For starters, cremation has been growing in popularity over the past few decades. According to data presented by the National Funeral Directors Association (NFDA), cremation was selected as the "method of disposition" only 3.6% of the time back in 1960. That rose to 26.2% in 2000, 40.6% in 2010, and a sizable 45.1% in 2013. That trajectory is generally expected to continue, with estimates calling for 55.8% in 2020 and 70.5% in 2030. In its latest quarterly report, Service Corporation International, "North America's leading provider of deathcare products and services," noted that its cremation rate rose from 50.7% in 2014 to 51.3% in 2015.
Why the shift? Well, cremation costs are a big part of the story because they can be significantly lower than traditional burial costs. Many also value cremation as a more environmentally friendly option, as it doesn't require the consumption of land for cemeteries and wood or steel for caskets. If the body is not embalmed, then embalming fluids such as formaldehyde are not used – though embalming can be part of the cremation process if the body needs to be preserved for a while, until a viewing at a service. (Cremation is not completely green, though, as it requires energy and produces emissions.)

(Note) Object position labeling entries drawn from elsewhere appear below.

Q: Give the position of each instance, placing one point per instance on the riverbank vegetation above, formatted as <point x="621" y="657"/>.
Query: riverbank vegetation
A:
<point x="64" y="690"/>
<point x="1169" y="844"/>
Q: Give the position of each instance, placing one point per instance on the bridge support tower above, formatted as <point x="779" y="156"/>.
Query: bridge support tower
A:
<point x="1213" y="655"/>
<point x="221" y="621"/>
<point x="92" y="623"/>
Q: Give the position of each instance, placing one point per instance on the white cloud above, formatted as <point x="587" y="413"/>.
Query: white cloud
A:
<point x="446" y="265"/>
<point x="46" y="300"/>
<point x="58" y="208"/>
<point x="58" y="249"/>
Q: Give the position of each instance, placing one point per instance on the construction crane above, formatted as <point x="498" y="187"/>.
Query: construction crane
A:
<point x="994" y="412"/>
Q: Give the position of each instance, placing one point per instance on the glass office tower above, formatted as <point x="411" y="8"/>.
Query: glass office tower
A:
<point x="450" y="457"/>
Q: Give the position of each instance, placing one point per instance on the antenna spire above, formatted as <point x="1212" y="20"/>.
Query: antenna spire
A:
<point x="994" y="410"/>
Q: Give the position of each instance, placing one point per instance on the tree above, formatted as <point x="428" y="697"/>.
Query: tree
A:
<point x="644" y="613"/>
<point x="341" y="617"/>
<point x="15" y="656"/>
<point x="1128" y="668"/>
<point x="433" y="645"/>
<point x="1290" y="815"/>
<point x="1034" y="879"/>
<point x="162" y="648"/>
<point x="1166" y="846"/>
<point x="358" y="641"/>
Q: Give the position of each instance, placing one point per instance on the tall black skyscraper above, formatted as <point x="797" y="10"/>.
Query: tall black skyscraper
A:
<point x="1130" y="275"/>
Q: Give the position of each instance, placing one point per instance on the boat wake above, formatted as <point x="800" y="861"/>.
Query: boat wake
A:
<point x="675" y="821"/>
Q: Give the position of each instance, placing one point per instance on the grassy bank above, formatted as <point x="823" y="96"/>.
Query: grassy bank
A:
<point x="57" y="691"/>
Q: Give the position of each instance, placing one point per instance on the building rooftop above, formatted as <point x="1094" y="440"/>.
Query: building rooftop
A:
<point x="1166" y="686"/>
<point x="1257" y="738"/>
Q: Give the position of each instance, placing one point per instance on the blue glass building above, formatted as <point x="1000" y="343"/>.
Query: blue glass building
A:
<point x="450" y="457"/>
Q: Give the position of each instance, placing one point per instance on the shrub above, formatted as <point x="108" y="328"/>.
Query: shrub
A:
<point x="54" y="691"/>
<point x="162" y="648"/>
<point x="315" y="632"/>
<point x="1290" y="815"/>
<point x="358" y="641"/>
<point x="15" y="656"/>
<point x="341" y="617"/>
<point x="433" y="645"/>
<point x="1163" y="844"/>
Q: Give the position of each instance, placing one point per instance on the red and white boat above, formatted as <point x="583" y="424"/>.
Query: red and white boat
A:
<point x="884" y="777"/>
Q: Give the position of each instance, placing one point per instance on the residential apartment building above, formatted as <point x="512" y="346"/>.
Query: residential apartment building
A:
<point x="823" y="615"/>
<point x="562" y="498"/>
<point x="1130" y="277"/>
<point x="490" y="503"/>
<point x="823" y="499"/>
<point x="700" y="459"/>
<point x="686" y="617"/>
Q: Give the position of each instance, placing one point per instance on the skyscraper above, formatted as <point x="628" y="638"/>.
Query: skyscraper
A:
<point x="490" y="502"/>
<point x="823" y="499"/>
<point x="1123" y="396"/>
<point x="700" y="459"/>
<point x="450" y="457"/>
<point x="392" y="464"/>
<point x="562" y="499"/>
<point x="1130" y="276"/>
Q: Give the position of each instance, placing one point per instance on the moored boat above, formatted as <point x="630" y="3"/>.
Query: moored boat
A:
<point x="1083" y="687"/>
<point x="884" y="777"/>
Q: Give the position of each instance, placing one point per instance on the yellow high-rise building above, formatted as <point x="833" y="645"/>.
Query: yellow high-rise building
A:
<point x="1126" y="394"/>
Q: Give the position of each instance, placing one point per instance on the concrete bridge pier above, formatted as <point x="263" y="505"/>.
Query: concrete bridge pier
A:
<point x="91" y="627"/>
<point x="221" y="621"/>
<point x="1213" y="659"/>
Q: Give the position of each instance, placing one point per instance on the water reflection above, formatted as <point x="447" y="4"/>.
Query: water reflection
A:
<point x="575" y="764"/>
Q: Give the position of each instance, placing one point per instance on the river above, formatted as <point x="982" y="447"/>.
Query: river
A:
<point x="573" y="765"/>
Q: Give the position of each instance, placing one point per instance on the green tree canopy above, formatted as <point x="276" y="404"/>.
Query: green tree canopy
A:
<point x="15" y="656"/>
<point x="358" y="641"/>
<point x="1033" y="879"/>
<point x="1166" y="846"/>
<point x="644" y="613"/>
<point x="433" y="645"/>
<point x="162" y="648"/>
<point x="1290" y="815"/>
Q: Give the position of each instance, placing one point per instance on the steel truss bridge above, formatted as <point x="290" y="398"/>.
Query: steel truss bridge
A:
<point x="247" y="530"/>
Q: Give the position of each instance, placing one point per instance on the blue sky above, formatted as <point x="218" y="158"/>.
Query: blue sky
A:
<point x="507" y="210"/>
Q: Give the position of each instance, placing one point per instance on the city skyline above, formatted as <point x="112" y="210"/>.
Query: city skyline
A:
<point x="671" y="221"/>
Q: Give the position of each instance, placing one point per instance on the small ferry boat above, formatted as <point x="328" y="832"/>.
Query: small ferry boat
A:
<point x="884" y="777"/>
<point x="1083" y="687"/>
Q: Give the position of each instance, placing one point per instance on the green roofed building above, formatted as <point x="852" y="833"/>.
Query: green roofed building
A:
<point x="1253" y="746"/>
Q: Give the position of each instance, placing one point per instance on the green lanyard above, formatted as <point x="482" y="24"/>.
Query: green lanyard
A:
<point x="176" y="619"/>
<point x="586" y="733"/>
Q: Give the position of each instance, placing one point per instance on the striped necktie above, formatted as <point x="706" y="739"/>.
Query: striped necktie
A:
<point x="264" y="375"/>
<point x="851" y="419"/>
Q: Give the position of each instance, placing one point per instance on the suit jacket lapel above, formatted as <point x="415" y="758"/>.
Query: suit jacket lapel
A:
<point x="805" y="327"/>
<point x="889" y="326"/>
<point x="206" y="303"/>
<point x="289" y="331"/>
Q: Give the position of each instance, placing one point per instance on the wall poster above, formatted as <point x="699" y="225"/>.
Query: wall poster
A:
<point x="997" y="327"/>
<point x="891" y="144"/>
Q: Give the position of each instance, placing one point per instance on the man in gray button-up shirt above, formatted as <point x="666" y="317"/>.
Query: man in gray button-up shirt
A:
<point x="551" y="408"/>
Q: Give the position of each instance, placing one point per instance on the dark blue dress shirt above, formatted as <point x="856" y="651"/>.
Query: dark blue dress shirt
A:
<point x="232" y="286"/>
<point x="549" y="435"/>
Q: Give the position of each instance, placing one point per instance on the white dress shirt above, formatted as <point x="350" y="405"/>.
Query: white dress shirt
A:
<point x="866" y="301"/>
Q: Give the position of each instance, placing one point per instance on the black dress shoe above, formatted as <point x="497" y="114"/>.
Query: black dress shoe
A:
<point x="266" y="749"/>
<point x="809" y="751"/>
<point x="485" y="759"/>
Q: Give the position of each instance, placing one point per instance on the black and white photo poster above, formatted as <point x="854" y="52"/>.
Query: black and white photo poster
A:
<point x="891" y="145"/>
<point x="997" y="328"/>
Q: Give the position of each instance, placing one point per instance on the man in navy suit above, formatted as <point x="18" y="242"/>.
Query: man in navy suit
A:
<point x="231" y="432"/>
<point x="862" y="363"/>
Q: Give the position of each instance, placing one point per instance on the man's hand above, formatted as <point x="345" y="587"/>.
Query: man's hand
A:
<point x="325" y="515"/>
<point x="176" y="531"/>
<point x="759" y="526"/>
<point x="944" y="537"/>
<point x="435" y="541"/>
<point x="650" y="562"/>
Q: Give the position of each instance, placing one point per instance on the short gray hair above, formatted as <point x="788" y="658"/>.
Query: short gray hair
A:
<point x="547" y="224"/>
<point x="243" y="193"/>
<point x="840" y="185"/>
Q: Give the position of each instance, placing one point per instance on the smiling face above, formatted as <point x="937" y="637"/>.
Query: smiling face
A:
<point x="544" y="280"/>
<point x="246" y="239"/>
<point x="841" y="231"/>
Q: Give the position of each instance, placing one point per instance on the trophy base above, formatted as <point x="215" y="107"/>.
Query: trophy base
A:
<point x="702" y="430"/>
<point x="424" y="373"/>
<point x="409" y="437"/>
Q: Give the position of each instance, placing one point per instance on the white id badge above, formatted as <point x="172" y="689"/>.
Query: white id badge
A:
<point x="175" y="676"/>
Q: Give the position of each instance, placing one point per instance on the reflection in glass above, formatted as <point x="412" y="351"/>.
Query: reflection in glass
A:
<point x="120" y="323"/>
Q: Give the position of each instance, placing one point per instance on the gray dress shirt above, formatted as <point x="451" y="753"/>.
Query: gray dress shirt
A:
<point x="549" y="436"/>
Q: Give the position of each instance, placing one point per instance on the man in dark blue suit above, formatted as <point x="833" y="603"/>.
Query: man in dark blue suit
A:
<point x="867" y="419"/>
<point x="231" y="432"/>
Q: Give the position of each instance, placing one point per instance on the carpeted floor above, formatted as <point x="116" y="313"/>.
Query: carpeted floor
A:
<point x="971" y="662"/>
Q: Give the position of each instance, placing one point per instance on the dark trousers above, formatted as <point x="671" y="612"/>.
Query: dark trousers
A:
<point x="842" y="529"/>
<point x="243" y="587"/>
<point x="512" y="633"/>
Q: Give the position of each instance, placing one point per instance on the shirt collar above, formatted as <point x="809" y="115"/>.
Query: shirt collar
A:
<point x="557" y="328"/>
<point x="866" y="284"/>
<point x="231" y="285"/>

According to the Cremation Research Council, the average cost of cremation a few years ago was $1,100. There are some important things to note about that price. For one thing, it's an average, and the cost can vary considerably by region and even by provider. (For example, a recent survey of funeral homes based in or near Buffalo, N.Y. found direct cremation costs ranging from $475 to $2,585!) So though you probably won't be in the mood for it when the need arises, it's worth shopping around. Start by calling local funeral homes.
Next, know that the figures mentioned above are just for a direct cremation, which typically only includes disposing of the remains, although sometimes transport to and from the crematorium and the death certificate are also covered. Opting for a cremation doesn't necessarily mean that you'll forego a funeral or other extra expenses, so that cost is really just a starting point. It's easy to contrast that $1,100 figure with the 2012 national median cost of a funeral with a burial of about $7,000, but that's not quite fair. The $7,000 includes the median cost of a hearse ($295) and a metal casket ($2,400), which don't factor into typical cremation services. The $7000 figure also includes the cost of transporting the body to the funeral home ($285) and the use of facilities for a funeral service ($495), which a cremation disposition can include. This shows the importance of shopping around and determining exactly what is covered in the price of a cremation.
Another consideration is where the remains will ultimately go. It can cost nothing to scatter ashes somewhere, but you might alternatively opt for a pricey decorative urn, or you might pay to house the ashes in a cemetery's columbarium.
Overall, though, most people are likely to save up to several thousand dollars with cremation instead of a burial.
If you want to keep costs to a minimum, you can -- in part by thinking outside the box a little. For example, you can have a direct cremation, have a memorial service in a home or your church, and then keep the ashes at home or scatter them in a meaningful spot. You may even get the cremation for free if the body is first donated to and used by a medical school. (You can save a lot with burials, too, such as by burying the deceased in a shroud or a plain wooden box instead of a costly casket.)
It's smart to learn about funeral, burial, and cremation costs long before you need to make some final decisions -- and, ideally, to have family members discuss their preferences with each other. You can save yourself a lot of headache and money by being prepared.